Some people say you should never meet your heroes (as you'll only be disappointed), and yet others don't think we should have them at all. Whatever your opinion on the matter, heroes and heroism have certainly been brought to the forefront of discussion in recent times, be they fictional or in the real world.

With the ubiquitous nature of social media, the cult of celebrity is certainly stronger than ever. Whether lionising individuals or cancelling them, the masses seem keen to build up and knock down heroes in equal measure. In entertainment, too, fictional superheroes have seen an enormous resurgence. Clearly they represent something that people want, or perhaps even need.
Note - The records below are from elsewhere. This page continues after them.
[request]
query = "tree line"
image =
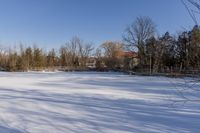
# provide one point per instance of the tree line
(165, 53)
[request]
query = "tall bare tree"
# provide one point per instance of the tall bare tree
(137, 33)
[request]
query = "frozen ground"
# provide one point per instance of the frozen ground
(93, 103)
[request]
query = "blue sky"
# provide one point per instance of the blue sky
(50, 23)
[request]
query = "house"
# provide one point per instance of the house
(131, 59)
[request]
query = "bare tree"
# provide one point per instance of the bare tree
(137, 33)
(193, 8)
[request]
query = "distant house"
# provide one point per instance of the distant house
(131, 59)
(91, 62)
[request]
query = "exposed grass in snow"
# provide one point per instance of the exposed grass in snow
(89, 102)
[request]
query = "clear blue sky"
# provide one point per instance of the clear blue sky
(50, 23)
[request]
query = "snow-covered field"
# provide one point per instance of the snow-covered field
(89, 102)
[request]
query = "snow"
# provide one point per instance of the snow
(92, 102)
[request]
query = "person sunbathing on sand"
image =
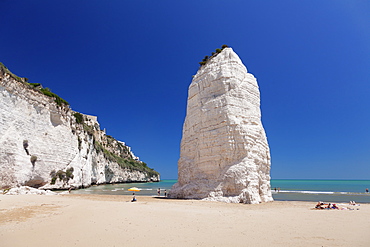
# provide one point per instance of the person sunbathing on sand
(319, 205)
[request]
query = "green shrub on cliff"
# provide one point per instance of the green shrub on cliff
(79, 117)
(131, 164)
(5, 70)
(206, 58)
(58, 99)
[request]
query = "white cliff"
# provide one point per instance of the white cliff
(49, 146)
(224, 152)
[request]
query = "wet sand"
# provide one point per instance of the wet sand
(104, 220)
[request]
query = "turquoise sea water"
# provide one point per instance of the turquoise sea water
(290, 189)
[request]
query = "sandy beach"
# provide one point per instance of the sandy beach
(104, 220)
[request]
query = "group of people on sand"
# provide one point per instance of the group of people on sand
(158, 192)
(321, 205)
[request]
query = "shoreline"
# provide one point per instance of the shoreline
(112, 220)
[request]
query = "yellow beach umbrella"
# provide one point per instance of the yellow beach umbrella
(133, 189)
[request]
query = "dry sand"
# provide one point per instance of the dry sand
(91, 220)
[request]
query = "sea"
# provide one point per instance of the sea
(282, 189)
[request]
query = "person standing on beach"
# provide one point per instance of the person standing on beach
(133, 197)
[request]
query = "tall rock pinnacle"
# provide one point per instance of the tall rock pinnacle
(224, 151)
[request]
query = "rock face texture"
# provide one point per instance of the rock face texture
(49, 146)
(224, 152)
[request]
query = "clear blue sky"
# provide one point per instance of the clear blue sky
(131, 62)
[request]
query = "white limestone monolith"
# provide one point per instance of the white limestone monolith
(224, 152)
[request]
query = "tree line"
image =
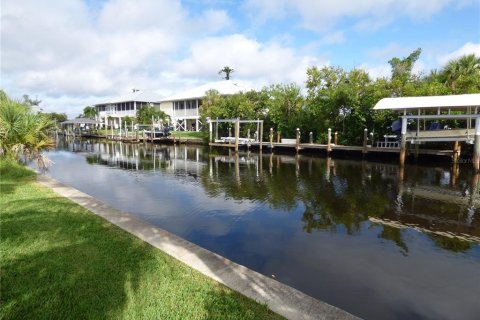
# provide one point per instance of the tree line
(342, 100)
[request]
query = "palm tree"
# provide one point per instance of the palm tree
(24, 134)
(227, 70)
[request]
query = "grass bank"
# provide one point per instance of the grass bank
(59, 260)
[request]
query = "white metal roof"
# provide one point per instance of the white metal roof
(224, 87)
(141, 96)
(451, 101)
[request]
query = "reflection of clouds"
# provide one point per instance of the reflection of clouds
(363, 273)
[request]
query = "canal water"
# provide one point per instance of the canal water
(366, 237)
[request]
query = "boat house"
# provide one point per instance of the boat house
(432, 115)
(111, 112)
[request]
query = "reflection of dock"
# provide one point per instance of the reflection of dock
(403, 225)
(333, 148)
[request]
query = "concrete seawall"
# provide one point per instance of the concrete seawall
(279, 297)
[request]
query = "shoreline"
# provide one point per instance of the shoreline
(280, 298)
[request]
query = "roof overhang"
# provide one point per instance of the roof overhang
(461, 101)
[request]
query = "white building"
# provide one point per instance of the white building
(112, 112)
(183, 108)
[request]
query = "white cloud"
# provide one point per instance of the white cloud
(63, 48)
(322, 15)
(262, 63)
(467, 48)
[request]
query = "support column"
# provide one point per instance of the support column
(403, 142)
(456, 153)
(210, 129)
(261, 135)
(271, 138)
(297, 142)
(329, 140)
(476, 146)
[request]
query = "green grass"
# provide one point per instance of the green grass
(60, 261)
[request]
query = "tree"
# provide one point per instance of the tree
(227, 70)
(23, 134)
(284, 107)
(147, 113)
(462, 74)
(89, 112)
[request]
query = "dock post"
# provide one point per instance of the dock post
(261, 135)
(403, 142)
(210, 130)
(456, 152)
(237, 133)
(365, 140)
(271, 138)
(476, 146)
(297, 142)
(329, 140)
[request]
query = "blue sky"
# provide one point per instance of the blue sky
(73, 53)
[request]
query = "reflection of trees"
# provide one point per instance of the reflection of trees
(336, 195)
(450, 243)
(395, 235)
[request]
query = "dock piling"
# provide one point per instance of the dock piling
(403, 142)
(271, 138)
(329, 140)
(365, 140)
(476, 146)
(297, 142)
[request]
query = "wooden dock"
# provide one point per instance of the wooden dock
(333, 148)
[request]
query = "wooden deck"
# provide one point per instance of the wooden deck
(334, 148)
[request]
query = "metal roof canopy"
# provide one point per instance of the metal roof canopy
(461, 101)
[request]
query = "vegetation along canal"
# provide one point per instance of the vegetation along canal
(351, 233)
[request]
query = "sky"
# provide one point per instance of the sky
(73, 53)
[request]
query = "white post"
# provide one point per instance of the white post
(403, 141)
(476, 146)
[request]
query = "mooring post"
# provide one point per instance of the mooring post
(365, 140)
(271, 138)
(297, 142)
(210, 130)
(237, 133)
(476, 146)
(261, 134)
(456, 152)
(329, 140)
(403, 141)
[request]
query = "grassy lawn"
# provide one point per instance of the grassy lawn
(59, 261)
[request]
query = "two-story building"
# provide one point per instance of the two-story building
(183, 107)
(112, 112)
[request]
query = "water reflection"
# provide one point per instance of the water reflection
(335, 229)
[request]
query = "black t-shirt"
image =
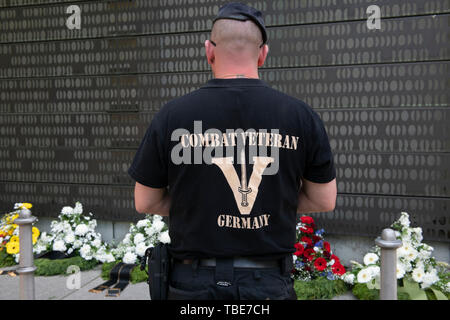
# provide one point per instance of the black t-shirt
(232, 154)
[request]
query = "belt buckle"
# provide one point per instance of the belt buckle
(113, 292)
(223, 283)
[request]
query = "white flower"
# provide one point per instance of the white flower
(349, 278)
(418, 275)
(142, 223)
(370, 258)
(85, 252)
(96, 243)
(149, 231)
(164, 237)
(78, 208)
(364, 276)
(404, 219)
(77, 244)
(59, 245)
(70, 237)
(129, 258)
(140, 249)
(417, 234)
(374, 270)
(67, 211)
(400, 270)
(158, 225)
(105, 257)
(92, 224)
(138, 238)
(81, 229)
(126, 240)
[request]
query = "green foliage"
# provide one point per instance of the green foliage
(136, 274)
(47, 267)
(319, 288)
(6, 260)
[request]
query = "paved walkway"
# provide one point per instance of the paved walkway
(55, 288)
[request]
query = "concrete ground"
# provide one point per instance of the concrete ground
(55, 288)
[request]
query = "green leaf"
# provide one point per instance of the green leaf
(413, 290)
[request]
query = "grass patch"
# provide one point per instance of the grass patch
(47, 267)
(361, 291)
(319, 289)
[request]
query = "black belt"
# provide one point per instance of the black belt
(238, 262)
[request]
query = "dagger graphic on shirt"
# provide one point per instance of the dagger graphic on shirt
(244, 189)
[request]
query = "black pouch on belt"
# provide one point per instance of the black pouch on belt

Alongside contemporary, historical and mythical heroes of fame, there exist a great many unsung heroes who perhaps have a more profound impact on our lives. From our parents and carers and friends to our teachers and doctors, from nurses and firefighters to journalists and activists, from those who work with the most vulnerable to the most vulnerable themselves, who survive and struggle and succeed against all of the odds - there are innumerable sources of inspiration on our doorstep.

So, what really makes a hero?

Of the people that participated in a poll I carried out on Twitter, 60% said that they had heroes and 40% said that they didn't. Some commented on their heroes. They ranged from Mahatma Gandhi and Nelson Mandela to Elon Musk and parents. One which stood out to me was:

Everyone who sees someone more vulnerable than them and sees an opportunity to help not to exploit.

There were also those who explained why they didn't have heroes:

There are and have been amazing people on this planet. I admire them for their deeds and for standing against injustice. I doubt they'd want the title 'Hero'. They were doing what was necessary in their eyes at the time. The word 'Hero' is misused far too often.

I suppose that heroism, like beauty, lies in the eyes of the beholder. One person's hero may not seem worthy to another.

Personally, I do have heroes. But I try to remember, above all else, that they are only human. In some ways this makes them all the more heroic, but it also serves as a reminder that they are flawed and imperfect and, in essence, just like the rest of us. That is both inspiring as well as grounding.